- Authors: S. Diehl and D. van Melkebeek.

- Reference:
*SIAM Journal on Computing*, 36: 563-594, 2006.

- Earlier version:

#### Abstract

We establish the first polynomial-strength time-space lower bounds for
problems in the linear-time hierarchy on randomized machines with bounded
two-sided error.
We show that for any integer *k* > 1 and constant
*c* < *k*, there exists a positive constant *d* such that
QSAT_{k} cannot be computed by such machines in time
*n*^{c} and space *n*^{d}, where
QSAT_{k} denotes the problem of deciding the validity of a
Boolean first-order formula with at most *k*-1 quantifier alternations.
Moreover, *d* approaches 1/2 from below as *c*
approaches 1 from above for *k* = 2, and *d* approaches 1 from
below as *c* approaches 1 from above for *k* ≥ 3.
In fact, we establish the stronger result that for any constants
*a* ≤ 1 and *c* < 1 + (*k* - 1)*a*,
there exists a positive constant *d* such
that linear-time alternating machines using space *n*^{a}
and *k*-1 alternations cannot be simulated by randomized machines
with two-sided error running in time
*n*^{c} and space *n*^{d}, where
*d* approaches *a*/2 from below as *c*
approaches 1 from above for *k* = 2, and *d* approaches *a*
from below as *c* approaches 1 from above for *k* ≥ 3.

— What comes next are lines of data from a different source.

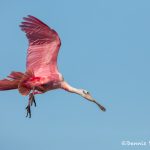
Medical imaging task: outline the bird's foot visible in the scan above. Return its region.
[26,93,36,118]
[29,93,36,107]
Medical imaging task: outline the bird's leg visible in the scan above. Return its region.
[26,89,36,118]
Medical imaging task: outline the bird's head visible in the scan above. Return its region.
[80,89,106,111]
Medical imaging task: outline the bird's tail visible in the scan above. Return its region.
[0,72,24,91]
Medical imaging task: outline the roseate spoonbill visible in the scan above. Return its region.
[0,15,106,118]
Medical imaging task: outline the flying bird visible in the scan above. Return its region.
[0,15,106,118]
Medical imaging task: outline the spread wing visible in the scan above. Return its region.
[20,15,61,76]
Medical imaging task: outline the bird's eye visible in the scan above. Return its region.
[83,90,90,94]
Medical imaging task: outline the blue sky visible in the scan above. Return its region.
[0,0,150,150]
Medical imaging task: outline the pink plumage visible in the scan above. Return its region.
[0,15,105,117]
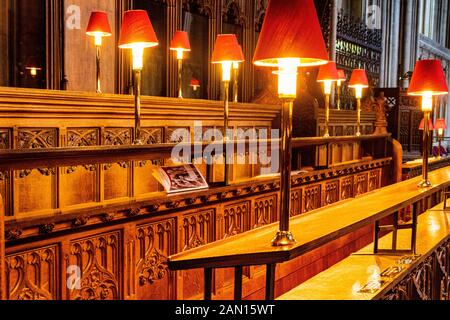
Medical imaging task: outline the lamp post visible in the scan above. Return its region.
[336,69,347,110]
[211,34,244,185]
[348,69,369,137]
[233,46,245,103]
[190,78,200,92]
[317,61,339,138]
[170,31,191,99]
[253,0,328,246]
[434,119,447,158]
[119,10,159,145]
[86,11,111,93]
[408,59,448,188]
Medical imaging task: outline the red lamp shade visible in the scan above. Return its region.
[170,31,191,51]
[348,69,369,88]
[86,11,112,37]
[408,60,448,96]
[119,10,159,49]
[419,119,434,131]
[253,0,328,67]
[434,119,447,130]
[190,78,200,87]
[317,61,339,82]
[338,69,347,81]
[211,34,245,63]
[239,45,245,61]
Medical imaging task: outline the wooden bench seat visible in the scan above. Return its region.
[278,203,450,300]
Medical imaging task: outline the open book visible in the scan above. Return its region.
[153,164,209,193]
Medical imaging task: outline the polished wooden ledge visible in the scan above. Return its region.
[278,203,450,300]
[168,167,450,270]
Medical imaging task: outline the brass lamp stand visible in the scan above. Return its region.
[223,81,230,186]
[233,62,239,103]
[133,69,144,145]
[272,98,295,247]
[336,80,342,110]
[356,98,361,137]
[418,111,431,188]
[95,45,102,93]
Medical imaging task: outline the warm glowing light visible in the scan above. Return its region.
[355,86,364,99]
[94,33,103,47]
[26,67,42,77]
[222,61,233,82]
[274,58,300,98]
[323,80,333,94]
[422,92,433,111]
[177,49,184,60]
[131,43,145,70]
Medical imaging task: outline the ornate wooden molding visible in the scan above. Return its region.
[2,158,391,243]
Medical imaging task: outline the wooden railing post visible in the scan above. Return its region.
[0,196,6,300]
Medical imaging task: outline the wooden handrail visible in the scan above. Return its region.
[0,135,390,171]
[168,168,450,299]
[0,195,6,300]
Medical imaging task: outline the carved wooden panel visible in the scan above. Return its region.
[164,127,191,143]
[252,195,277,228]
[135,219,177,300]
[65,231,123,300]
[323,180,340,206]
[133,127,164,195]
[60,128,100,207]
[303,185,322,213]
[341,176,353,200]
[0,129,12,215]
[17,128,58,149]
[291,188,302,217]
[103,128,132,200]
[354,173,368,197]
[183,209,216,251]
[6,245,59,300]
[180,209,216,297]
[222,201,250,239]
[13,128,58,214]
[141,128,163,144]
[368,170,381,192]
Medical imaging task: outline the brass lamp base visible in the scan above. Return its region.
[417,180,432,188]
[272,231,296,247]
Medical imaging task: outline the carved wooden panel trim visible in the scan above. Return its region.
[291,188,302,217]
[66,128,100,147]
[136,219,176,286]
[182,209,216,251]
[164,127,191,143]
[222,201,250,239]
[323,180,340,206]
[303,185,322,213]
[17,128,58,149]
[102,128,132,146]
[66,231,123,300]
[341,176,353,200]
[6,245,59,300]
[252,194,278,228]
[368,170,381,192]
[355,173,368,197]
[141,128,164,144]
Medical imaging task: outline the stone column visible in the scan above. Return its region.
[399,0,421,88]
[380,0,400,88]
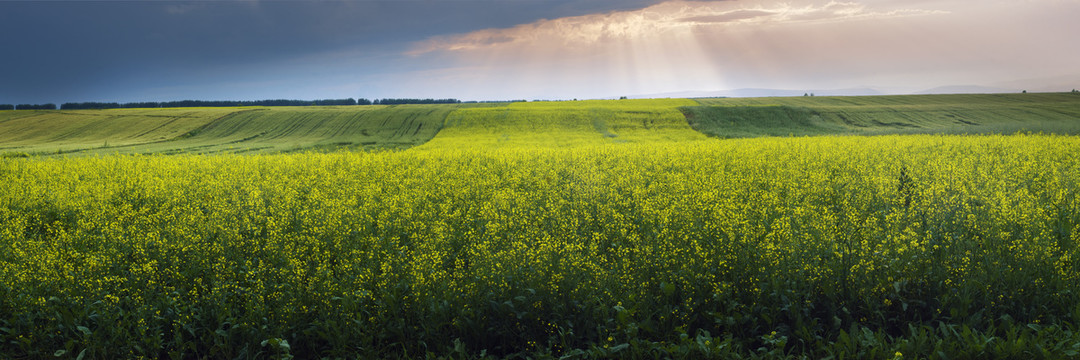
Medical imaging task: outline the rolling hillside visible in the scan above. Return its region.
[0,105,457,155]
[0,93,1080,157]
[680,93,1080,137]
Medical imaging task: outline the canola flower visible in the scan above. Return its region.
[0,98,1080,358]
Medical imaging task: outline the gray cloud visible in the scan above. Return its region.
[679,10,775,23]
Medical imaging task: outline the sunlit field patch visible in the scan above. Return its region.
[0,94,1080,359]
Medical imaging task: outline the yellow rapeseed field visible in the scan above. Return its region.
[0,101,1080,358]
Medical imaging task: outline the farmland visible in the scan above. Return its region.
[0,94,1080,359]
[0,105,458,155]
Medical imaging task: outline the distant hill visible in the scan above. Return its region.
[916,85,1021,94]
[627,88,883,98]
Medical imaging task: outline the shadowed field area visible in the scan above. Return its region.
[0,105,457,155]
[680,93,1080,137]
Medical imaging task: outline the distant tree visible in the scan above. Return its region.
[15,103,56,110]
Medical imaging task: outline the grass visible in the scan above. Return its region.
[681,93,1080,137]
[0,105,458,155]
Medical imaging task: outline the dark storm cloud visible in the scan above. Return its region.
[0,0,656,103]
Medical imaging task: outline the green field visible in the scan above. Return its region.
[0,105,458,155]
[0,94,1080,359]
[681,93,1080,137]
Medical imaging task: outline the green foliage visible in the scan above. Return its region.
[0,134,1080,358]
[681,93,1080,137]
[0,105,460,156]
[0,94,1080,359]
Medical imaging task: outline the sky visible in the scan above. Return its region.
[0,0,1080,104]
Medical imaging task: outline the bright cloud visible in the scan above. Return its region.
[409,1,947,55]
[397,0,1080,98]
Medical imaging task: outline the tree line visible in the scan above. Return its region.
[0,103,56,110]
[0,97,461,110]
[60,97,372,110]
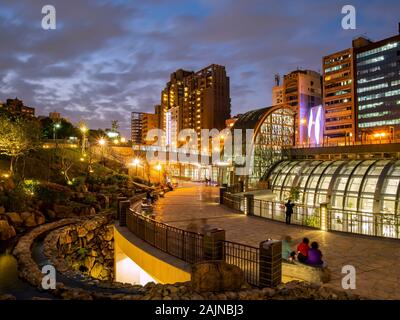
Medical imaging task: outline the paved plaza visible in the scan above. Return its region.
[154,182,400,299]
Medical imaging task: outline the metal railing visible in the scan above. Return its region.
[222,192,400,239]
[126,195,260,286]
[223,240,260,286]
[223,192,321,228]
[126,210,204,263]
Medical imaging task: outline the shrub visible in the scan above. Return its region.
[35,182,71,203]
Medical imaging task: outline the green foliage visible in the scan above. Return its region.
[0,114,40,171]
[72,176,86,188]
[77,248,89,259]
[80,194,97,206]
[40,117,80,139]
[34,182,71,203]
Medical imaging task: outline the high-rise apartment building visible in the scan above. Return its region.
[131,112,143,144]
[160,64,231,149]
[141,113,158,144]
[322,48,356,144]
[272,70,322,145]
[353,31,400,142]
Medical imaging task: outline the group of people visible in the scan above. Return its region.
[282,236,324,267]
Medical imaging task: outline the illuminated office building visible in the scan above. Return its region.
[353,31,400,142]
[272,70,322,145]
[322,48,356,144]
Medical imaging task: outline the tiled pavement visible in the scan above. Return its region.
[154,183,400,299]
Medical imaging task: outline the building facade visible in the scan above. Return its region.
[0,98,35,117]
[322,48,357,145]
[353,35,400,143]
[131,112,143,144]
[159,64,231,147]
[272,70,322,145]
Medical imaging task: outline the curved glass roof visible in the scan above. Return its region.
[232,107,271,129]
[267,159,400,237]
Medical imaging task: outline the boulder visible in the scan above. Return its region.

Corresponding to *k* = 1, we prove that there exists a positive
constant *d* such that the set of Boolean tautologies cannot be
decided by a randomized machine with one-sided error in time
*n*^{1.759} and space *n*^{d}.
As a corollary, this gives the same lower bound for satisfiability
on deterministic machines, improving on the previously best known such result.